Two days of my holiday were spent in the lovely city of Madrid. We witnessed there, just outside our hotel, the now daily mass demonstrations against the austerity cuts in Spain. Spain is no Greece, but it has been hit particularly hard because their banks over-extended themselves in silly, unsecured loans that drove mainly the construction industry. Now public servants such as teachers, civil servants, and health workers are being told their salaries and pensions will be cut, and there will be reduced funding for post-secondary education,  in order to pay off the massive debt the government has occurred in bailing out their banks. As Gordon Gekko, the character played by Michael Douglas says in ‘Wall Street: Money Never Sleeps': ‘This is the perfect solution: privatize the profits and nationalize the losses.’

Change the rules

Meanwhile, the British government, having increased undergraduate tuition fees to £9,000 ($14,000) a year resulting in a 30% drop in enrolment applications in England and Wales, is also planning to make it harder for children to pass the school exams, thus reducing the ‘demand’ for higher education even further (under 40% of a cohort in Britain currently go on to post-secondary education – Ontario is currently at 63% and aiming for 70%). I care about this because I have four British grandchildren, and a son and daughter-in-law who are professors in a British public university.

Don’t pay taxes

Then I read the following:

National Science Board (2012) Diminishing funding and rising expectations: trends and challenges for public research universities Washington DC: National Science Board.
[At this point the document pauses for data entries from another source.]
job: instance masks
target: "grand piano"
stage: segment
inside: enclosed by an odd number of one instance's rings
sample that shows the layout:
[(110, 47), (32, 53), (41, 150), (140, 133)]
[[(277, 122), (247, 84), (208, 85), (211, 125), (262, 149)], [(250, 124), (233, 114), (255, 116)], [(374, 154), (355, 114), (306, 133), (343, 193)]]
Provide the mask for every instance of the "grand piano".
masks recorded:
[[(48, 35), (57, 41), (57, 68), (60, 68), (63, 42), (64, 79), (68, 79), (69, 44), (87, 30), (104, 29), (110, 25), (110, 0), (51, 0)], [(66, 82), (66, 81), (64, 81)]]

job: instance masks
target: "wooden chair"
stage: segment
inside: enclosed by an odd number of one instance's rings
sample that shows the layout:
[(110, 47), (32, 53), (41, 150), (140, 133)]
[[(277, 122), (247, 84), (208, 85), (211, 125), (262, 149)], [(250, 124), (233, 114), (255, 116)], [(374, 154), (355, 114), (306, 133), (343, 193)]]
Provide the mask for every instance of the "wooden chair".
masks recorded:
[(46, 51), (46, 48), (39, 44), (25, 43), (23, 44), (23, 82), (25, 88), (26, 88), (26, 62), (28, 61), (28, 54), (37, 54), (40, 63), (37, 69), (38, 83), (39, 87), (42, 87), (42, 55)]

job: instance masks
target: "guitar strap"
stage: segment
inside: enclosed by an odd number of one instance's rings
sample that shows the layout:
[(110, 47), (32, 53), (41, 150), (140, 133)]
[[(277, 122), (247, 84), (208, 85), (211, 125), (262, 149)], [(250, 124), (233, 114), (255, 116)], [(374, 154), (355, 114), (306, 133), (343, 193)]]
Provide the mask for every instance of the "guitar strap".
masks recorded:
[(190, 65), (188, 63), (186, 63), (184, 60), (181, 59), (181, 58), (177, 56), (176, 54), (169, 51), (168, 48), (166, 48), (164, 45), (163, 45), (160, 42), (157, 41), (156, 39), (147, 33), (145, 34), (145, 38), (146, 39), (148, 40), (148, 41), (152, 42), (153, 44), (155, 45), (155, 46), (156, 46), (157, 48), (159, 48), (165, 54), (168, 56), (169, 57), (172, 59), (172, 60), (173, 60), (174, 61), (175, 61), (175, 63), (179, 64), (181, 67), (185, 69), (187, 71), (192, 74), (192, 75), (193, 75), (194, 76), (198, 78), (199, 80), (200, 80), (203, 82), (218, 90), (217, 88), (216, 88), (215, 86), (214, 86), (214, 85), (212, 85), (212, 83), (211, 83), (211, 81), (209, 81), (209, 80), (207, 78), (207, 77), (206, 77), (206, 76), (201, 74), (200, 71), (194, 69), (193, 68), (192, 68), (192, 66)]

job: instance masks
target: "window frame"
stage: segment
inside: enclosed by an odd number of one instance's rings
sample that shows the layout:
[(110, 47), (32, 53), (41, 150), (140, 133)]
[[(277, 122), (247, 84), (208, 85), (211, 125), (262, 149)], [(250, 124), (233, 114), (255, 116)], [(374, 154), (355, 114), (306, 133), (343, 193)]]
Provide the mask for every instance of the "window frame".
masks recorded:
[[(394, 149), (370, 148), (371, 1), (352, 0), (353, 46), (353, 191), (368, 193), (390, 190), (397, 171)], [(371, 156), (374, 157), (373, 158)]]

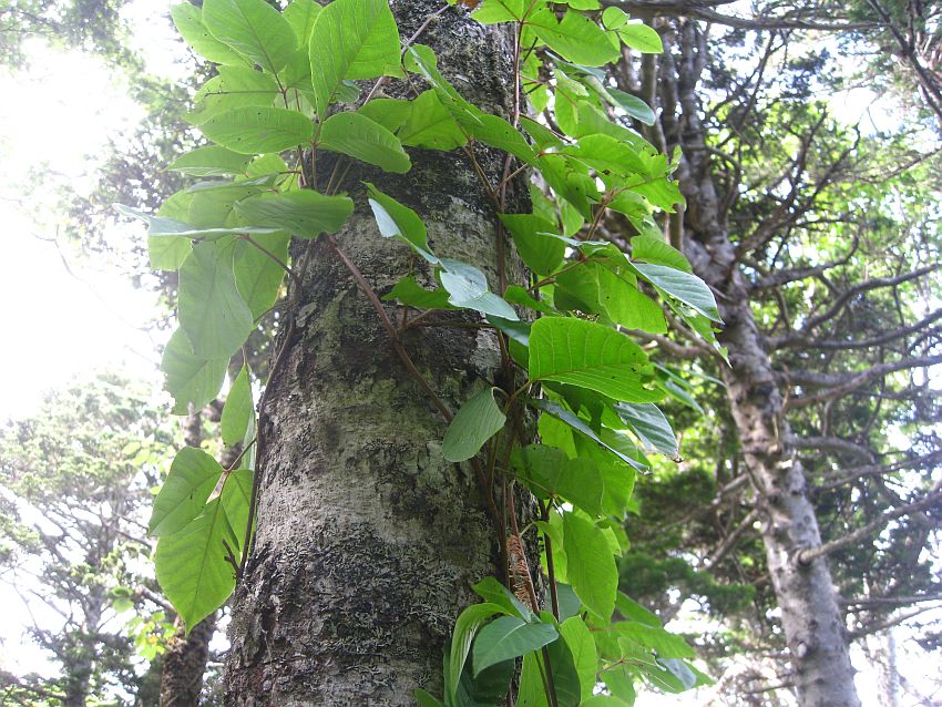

The NSB ‘supervises the collection of a very broad set of policy-neutral, quantitative information about U.S. science, engineering, and technology.’ It found:

  • State support for public research universities fell 20 percent between 2002 and 2010, after accounting for inflation and increased enrollment
  • Ten states saw support fall 30 percent or more
  • State funding has fallen from 38 percent of university budgets two decades ago to 23 percent now
  • Many are losing their best faculty to private institutions
  • Tuition increases in response to the budget cuts threaten the affordable access students have enjoyed
  • Private universities increased spending on teaching 25 percent over the same period, and now spend more than twice as much per student on teaching as their public counterparts
  • Revitalizing public research universities requires action from a range of players — more funding from Washington, more autonomy from states if they won’t maintain funding levels, and more productivity from universities themselves.

Of course, if you refuse to pay for or vote for state taxes, then the state can’t support public universities.